Kekecewaan Nadiem Dituntut 18 Tahun Penjara Kasus Korupsi Chromebook: Tuntutan Saya Lebih Besar daripada Teroris
Nadiem sebelumnya dituntut penjara 18 tahun dan denda Rp1 miliar serta pidana tambahan dengan membayar uang pengganti hingga Rp5,2 triliun.
Mantan Mendikbud Ristek Nadiem Makarim mengungkapkan kekecewaan setelah mendengar tuntutan Jaksa Penuntut Umum (JPU) dalam kasus dugaan korupsi pengadaan laptop chromebook dan chrome device management (CDM). Nadiem sebelumnya dituntut penjara 18 tahun dan denda Rp1 miliar serta pidana tambahan dengan membayar uang pengganti hingga Rp5,2 triliun.
"Hari ini adalah hari yang sangat, sangat, sangat mengecewakan. Mungkin tidak ada kata-kata yang bisa menjelaskan perasaan saya," kata Nadiem kepada wartawan, Rabu (13/5).
Nadiem mengungkap, hasil dari kerja keras orang-orang yang ingin memajukan sistem pendidikan justru dibalas dengan hukuman pidana, termasuk mantan konsultan teknologi Kemdikbud Ristek, Ibrahim Arief alias Ibam.
Dia menyesalkan tuntutan JPU kepadanya penjara 18 tahun, ditambah 9 tahun jika tidak membayar uang pengganti sebesar Rp5,6 triliun.
"Untuk kesalahan apa? Tidak ada kesalahan administrasi apa pun, tidak ada unsur korupsi apa pun dalam kasus saya dan seluruh masyarakat sudah mengetahui. Jadi saya bingung kenapa? Kenapa tuntutan saya lebih besar daripada pembunuh? Tuntutan saya lebih besar daripada teroris," tutur dia.

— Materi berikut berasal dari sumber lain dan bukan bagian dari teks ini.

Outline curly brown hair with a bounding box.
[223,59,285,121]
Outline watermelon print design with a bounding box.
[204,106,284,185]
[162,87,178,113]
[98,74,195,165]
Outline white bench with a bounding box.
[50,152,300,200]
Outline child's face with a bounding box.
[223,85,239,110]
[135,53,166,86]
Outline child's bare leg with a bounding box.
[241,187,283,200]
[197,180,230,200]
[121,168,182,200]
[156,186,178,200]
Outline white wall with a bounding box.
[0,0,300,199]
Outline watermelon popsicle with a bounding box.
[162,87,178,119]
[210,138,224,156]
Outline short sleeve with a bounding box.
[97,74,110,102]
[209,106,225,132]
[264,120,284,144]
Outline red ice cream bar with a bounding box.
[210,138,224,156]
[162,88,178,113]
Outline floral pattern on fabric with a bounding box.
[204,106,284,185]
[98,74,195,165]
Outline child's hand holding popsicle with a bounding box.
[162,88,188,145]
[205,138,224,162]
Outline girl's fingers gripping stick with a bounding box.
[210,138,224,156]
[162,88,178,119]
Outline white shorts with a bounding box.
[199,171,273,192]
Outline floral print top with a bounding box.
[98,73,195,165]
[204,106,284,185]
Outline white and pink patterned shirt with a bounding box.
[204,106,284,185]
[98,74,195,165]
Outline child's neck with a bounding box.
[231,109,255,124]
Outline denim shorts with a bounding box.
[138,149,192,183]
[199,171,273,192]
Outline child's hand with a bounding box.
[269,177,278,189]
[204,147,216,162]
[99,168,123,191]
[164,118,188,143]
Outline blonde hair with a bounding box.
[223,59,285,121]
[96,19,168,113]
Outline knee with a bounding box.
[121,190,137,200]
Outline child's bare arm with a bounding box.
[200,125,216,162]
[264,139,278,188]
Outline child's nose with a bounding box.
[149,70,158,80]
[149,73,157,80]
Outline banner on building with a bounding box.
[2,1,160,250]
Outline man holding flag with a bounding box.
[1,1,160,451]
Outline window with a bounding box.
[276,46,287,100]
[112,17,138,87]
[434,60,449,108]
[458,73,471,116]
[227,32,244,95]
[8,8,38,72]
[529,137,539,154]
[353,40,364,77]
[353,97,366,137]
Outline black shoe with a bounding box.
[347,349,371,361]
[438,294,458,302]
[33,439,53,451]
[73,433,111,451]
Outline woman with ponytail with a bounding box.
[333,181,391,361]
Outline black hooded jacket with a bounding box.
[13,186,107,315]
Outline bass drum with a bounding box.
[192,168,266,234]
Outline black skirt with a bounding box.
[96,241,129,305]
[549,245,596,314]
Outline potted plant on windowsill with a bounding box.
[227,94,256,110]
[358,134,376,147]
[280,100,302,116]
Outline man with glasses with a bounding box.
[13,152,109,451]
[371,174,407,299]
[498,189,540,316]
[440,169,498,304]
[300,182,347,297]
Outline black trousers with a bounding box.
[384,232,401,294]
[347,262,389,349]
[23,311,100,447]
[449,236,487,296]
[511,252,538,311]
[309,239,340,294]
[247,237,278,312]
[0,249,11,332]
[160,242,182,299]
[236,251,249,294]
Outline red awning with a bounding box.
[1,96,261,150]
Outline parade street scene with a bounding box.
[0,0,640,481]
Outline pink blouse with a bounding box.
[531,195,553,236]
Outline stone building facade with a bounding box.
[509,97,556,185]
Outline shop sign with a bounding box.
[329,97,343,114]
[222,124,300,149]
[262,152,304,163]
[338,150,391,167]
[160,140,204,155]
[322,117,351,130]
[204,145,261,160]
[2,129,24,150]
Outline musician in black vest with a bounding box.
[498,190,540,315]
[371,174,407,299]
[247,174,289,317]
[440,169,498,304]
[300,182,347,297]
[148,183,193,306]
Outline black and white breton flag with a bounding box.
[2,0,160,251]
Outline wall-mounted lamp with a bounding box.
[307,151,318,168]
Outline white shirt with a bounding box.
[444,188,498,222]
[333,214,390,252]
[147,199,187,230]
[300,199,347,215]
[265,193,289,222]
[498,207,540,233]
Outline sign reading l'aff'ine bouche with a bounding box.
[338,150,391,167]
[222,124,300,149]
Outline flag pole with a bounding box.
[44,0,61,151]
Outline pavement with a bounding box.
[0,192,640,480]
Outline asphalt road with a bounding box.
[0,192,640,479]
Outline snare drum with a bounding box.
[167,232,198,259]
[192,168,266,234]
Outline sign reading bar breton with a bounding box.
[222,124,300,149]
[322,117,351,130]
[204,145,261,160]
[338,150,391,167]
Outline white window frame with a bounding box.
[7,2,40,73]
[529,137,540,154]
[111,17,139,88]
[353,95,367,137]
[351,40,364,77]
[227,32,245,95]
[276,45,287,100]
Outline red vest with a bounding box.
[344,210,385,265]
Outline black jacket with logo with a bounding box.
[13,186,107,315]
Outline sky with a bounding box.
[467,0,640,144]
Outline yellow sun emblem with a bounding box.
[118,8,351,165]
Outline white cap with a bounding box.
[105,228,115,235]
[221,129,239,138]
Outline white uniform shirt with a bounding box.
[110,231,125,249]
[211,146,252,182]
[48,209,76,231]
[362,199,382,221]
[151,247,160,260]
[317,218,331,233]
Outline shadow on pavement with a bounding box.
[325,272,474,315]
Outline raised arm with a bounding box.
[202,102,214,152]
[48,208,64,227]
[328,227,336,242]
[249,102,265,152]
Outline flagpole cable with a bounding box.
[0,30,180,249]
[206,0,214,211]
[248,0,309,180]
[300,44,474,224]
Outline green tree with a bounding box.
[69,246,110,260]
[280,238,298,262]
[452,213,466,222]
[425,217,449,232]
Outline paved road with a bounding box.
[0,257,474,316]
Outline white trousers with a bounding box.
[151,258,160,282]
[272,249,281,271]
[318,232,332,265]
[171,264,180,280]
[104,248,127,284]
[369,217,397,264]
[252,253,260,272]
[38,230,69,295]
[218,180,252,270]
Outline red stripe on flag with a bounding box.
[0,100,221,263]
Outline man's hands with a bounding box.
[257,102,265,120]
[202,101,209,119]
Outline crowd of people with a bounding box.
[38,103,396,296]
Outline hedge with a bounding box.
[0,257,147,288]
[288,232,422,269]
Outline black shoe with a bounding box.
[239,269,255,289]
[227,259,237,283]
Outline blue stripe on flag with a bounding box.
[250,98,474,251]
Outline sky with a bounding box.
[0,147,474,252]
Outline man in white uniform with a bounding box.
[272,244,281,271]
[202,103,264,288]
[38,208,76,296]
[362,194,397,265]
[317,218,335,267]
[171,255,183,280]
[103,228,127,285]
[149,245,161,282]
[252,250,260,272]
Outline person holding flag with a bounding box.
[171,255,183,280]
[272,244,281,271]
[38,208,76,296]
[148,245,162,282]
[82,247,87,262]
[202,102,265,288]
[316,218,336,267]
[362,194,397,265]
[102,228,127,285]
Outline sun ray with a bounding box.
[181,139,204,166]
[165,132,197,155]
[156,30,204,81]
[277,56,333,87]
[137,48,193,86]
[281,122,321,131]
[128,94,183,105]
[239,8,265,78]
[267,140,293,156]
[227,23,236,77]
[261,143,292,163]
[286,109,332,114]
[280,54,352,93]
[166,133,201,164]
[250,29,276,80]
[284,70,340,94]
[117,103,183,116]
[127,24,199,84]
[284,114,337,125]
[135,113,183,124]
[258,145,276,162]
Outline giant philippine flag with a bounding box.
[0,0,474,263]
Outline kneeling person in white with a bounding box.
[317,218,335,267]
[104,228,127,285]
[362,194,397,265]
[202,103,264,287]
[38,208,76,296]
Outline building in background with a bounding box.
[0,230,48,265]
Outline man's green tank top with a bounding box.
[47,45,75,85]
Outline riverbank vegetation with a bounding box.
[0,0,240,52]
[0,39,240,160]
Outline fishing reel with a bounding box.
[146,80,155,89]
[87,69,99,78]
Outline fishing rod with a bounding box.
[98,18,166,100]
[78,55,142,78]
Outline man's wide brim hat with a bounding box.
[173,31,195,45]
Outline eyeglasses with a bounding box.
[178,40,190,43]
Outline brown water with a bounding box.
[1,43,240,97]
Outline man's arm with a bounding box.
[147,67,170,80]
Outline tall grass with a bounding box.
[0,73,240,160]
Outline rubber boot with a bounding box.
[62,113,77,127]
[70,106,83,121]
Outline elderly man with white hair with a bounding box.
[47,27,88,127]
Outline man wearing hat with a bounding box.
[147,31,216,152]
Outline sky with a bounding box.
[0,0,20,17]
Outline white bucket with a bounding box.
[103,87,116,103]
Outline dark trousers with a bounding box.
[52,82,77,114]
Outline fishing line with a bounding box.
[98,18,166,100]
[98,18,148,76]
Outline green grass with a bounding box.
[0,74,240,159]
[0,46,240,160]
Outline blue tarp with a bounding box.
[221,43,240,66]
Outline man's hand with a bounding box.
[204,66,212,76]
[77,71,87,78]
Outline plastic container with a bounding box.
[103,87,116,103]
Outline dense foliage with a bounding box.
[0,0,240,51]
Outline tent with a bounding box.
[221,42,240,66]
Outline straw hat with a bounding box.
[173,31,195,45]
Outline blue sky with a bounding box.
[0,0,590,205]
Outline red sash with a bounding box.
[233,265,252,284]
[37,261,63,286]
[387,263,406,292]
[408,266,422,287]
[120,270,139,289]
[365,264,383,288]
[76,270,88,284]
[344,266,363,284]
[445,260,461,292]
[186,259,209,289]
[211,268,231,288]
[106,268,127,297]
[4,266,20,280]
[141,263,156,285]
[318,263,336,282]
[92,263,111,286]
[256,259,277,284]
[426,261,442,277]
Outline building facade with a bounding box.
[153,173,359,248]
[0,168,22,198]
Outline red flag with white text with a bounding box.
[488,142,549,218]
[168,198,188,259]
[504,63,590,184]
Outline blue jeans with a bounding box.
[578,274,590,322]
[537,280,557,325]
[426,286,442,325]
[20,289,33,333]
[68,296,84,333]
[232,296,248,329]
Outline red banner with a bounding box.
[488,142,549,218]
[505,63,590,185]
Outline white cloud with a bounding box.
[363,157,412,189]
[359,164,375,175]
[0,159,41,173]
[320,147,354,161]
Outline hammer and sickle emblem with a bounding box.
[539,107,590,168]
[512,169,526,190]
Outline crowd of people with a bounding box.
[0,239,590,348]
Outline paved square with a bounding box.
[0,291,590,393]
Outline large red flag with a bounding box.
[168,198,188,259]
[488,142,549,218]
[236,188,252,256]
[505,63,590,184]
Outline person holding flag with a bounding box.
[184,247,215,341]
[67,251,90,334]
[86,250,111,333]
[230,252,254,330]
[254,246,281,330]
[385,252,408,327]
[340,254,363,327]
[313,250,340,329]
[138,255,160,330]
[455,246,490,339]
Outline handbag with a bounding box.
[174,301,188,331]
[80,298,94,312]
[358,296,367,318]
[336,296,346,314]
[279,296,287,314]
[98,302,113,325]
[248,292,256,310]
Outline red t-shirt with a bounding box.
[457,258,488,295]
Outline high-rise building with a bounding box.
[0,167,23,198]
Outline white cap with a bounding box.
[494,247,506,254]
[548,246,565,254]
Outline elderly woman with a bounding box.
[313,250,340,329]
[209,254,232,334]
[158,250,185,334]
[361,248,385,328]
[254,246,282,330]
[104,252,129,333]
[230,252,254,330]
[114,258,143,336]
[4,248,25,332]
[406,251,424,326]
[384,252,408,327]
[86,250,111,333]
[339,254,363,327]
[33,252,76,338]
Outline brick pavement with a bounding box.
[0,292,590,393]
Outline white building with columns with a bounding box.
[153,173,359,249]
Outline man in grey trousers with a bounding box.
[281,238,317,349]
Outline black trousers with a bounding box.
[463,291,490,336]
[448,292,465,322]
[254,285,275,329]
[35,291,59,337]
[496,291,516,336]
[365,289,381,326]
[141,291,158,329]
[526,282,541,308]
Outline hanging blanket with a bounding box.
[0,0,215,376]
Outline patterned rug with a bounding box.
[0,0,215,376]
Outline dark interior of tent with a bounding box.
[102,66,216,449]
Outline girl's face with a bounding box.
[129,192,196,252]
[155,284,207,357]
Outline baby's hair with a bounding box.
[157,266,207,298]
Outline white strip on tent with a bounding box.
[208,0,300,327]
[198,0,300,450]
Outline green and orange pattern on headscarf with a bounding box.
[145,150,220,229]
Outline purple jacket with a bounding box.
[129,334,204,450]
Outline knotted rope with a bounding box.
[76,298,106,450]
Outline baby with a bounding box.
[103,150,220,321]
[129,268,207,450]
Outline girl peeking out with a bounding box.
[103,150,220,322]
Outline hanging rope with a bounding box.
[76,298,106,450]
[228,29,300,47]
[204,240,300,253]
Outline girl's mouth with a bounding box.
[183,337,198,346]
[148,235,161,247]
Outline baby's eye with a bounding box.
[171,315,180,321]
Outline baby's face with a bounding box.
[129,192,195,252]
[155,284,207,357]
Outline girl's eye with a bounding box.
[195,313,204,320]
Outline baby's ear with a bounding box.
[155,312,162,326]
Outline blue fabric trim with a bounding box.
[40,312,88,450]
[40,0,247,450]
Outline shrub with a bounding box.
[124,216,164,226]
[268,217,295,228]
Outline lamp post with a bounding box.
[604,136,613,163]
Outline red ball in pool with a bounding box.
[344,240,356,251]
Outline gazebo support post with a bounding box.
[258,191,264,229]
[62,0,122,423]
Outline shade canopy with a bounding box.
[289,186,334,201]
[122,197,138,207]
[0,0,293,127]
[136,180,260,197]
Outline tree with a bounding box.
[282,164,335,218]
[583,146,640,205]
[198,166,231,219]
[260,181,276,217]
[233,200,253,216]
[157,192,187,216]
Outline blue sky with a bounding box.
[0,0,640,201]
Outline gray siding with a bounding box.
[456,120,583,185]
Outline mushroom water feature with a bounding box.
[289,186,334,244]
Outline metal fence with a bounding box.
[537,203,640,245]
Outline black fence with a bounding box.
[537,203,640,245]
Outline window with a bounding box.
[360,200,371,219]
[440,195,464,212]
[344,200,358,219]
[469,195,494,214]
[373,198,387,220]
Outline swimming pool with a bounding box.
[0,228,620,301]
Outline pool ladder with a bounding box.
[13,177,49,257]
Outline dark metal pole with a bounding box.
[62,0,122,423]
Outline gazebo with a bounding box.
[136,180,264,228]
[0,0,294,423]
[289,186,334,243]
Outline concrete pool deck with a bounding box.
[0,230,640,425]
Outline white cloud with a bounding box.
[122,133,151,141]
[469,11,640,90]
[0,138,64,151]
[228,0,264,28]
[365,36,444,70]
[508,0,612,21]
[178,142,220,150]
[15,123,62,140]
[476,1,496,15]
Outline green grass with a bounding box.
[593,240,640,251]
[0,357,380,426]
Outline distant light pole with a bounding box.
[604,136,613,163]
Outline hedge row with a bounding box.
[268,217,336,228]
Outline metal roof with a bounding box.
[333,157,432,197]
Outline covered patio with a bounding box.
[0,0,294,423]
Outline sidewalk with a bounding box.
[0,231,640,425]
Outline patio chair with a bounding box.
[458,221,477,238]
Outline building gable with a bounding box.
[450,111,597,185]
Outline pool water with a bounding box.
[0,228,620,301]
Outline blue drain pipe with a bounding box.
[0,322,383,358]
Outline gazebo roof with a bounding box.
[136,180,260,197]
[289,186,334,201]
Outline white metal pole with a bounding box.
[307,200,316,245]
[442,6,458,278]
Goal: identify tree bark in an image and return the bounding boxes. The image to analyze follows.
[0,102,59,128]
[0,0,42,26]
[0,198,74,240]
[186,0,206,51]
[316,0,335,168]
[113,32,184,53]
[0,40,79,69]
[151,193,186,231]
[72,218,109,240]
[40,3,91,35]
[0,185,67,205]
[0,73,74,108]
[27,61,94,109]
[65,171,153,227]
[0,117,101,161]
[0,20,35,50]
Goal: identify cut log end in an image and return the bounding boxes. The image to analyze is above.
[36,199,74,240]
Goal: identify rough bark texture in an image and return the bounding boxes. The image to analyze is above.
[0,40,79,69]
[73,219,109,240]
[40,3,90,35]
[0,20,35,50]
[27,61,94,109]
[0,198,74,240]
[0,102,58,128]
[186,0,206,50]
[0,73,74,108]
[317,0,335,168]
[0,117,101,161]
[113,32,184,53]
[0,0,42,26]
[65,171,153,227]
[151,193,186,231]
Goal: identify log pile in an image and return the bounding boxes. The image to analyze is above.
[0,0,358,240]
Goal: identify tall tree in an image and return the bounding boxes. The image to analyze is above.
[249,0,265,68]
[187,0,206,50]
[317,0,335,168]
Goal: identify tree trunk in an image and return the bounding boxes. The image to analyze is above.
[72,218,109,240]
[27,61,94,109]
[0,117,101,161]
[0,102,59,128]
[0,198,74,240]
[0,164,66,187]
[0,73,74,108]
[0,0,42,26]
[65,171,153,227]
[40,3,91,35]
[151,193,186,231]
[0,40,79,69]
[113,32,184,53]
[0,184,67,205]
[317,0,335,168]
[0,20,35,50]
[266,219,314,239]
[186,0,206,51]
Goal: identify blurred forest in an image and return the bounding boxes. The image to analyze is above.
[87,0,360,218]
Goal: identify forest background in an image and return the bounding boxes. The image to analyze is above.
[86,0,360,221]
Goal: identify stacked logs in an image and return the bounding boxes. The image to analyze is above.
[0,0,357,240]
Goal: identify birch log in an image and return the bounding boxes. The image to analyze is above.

Selain hukuman penjara, Nadiem menyoroti pidana tambahan uang pengganti sebesar Rp5,6 triliun. Dia menegaskan, JPU hanya mengambil angka puncak nilai kekayaan saat perusahaannya IPO.
"Uang itu adalah kekayaan sah yang saya dapatkan menciptakan jutaan pekerjaan dengan saham Gojek. Itu adalah saham yang saya dapatkan di tahun 2015 dan semua pembuktiannya sudah ada, tapi tetap saja itu digunakan sebagai senjata hukum," kata Nadiem
Tidak Menyesal Masuk Pemerintahan
Meski dituntut 18 tahun, Nadiem mengaku tidak menyesal gabung ke dalam pemerintahan. Baginya, mencari uang bisa dimana dan kapan saja, tapi membantu generasi penerus bangsa hanya sekali seumur hidup.
"Saya akan ucapkan sekali lagi, saya tidak pernah menyesal bergabung dalam kementerian. Mencari uang itu bisa kapan saja, tapi untuk membantu generasi penerus bangsa kita melalui Bangkit ini jadi lebih baik, itu hanya kesempatan sekali dalam hidup," kata Nadiem.